As each day ends now and I lay in my bed, tears still roll down my cheeks, wetting my pillow; however, they are no longer purposeless. Every tear that I shed now, shouts for Allah’s mercy and begs for His forgiveness over my past and future sins. And as the dawn whispers in my ears:
“Truly, only through the Remembrance of Allah, do hearts find rest”, (Quran 13:28)
I wake up to lay the prayer mat to perform my salah with extreme gratitude and utmost concentration,alhumdullilah.
My message to my dear readers is, let the whispers of the dawn immerse your soul completely.
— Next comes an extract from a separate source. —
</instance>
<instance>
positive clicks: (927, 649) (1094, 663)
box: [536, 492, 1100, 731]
Undoubtedly, it is Allah (subhanahu wataala) who is the exclusive source of peaceful happiness in one’s life, so establish your relationship with Him. Talk to Him in salah. Acknowledge His speech in the Quran. Remember Him through consistent dhikr and solemn repentance. His mercy is such that He listens to words unspoken and responds to emotions unexpressed. He knows your intense pain and answers silent tears. He understands your unexplainable anguish, frustrating helplessness and tormenting anger. Despite all this, when you are patient He rewards you for it and resolves your problems in the wink of an eye but only if you trust Him entirely.
Submit sincerely to His grandeur, appreciate His benevolent generosity in the most cherished moments of your life and recognize His magnificent mercy in the most heart wrenching hours. Believe me, in no time you will see your life transform completely, bi izn Allah!